Over the last several years with the ever-increasing deficit becoming more and more of a issue in the media, the federal and state governments have focused more on crimes that involve fraud, including fraud that involves government benefits. There may be no bigger crime involving fraud and government benefits at any time in our history than Medicare fraud.
Medicare is a government funded insurance program that assists approximately 46 million of the elderly and disabled with health care. One report estimated the total amount of Medicare fraud at $60 billion as of 2009. We have seen many cases where state and/or federal law enforcement officials have investigated and arrested doctors, medical center owners, executives and employees and patients for allegedly committing various versions of Medicare fraud.

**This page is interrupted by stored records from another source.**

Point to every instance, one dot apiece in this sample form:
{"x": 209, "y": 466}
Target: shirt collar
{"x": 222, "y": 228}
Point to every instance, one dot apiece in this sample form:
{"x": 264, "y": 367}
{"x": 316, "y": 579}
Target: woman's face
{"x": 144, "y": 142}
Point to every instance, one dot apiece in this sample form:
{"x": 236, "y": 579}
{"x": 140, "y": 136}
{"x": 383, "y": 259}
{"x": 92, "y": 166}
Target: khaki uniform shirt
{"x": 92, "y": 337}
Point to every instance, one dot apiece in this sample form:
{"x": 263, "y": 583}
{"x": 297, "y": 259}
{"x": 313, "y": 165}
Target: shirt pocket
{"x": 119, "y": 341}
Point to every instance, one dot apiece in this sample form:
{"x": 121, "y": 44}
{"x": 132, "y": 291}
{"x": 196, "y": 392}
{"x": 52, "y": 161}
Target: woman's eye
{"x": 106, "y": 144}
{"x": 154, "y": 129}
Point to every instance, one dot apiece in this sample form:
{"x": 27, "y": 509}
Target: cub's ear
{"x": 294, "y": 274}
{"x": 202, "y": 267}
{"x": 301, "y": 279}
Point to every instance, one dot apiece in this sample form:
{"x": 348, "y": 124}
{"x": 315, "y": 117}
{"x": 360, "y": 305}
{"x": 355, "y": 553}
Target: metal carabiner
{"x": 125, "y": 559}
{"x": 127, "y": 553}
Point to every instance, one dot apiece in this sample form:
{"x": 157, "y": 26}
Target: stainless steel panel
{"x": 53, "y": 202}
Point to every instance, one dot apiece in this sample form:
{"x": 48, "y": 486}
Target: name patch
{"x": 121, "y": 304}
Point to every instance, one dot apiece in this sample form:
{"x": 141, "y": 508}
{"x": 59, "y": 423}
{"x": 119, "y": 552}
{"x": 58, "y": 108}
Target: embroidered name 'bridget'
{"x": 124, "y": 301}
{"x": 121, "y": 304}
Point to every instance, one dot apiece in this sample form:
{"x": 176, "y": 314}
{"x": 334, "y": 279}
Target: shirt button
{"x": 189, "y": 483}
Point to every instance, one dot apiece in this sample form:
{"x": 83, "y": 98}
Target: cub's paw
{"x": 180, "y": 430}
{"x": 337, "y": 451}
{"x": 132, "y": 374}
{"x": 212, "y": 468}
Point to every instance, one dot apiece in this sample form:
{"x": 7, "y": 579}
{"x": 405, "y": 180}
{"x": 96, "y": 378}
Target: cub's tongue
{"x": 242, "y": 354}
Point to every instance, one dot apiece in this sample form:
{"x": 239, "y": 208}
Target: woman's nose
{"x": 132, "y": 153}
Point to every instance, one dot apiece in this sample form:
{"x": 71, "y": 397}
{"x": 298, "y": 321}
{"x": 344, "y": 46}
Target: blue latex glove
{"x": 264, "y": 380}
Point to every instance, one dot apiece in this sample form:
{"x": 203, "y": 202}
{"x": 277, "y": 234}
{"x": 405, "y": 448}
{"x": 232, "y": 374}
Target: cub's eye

One of the most common methods of committing Medicare fraud occurs when a doctor or other employee sends a Medicare reimbursement form to the government for medical services or equipment that were unnecessary or never provided.
Recently the federal government announced that 91 people in eight different cities were charged with committing Medicare fraud in an amount totaling approximately $300 million. Among those charged were many doctors accused of seeking reimbursement for medical services that were never provided. As an example, one doctor is accused of billing Medicare for medical services allegedly provided to dead people.
The Attorney General’s office has indicated that Medicare fraud investigations are a critical part of President Obama’s healthcare reform. As the government spends money and tries to deal with the runaway deficit problem, attacking the billions of dollars lost through Medicare fraud appears to be an area ripe for attention from state and federal law enforcement officials.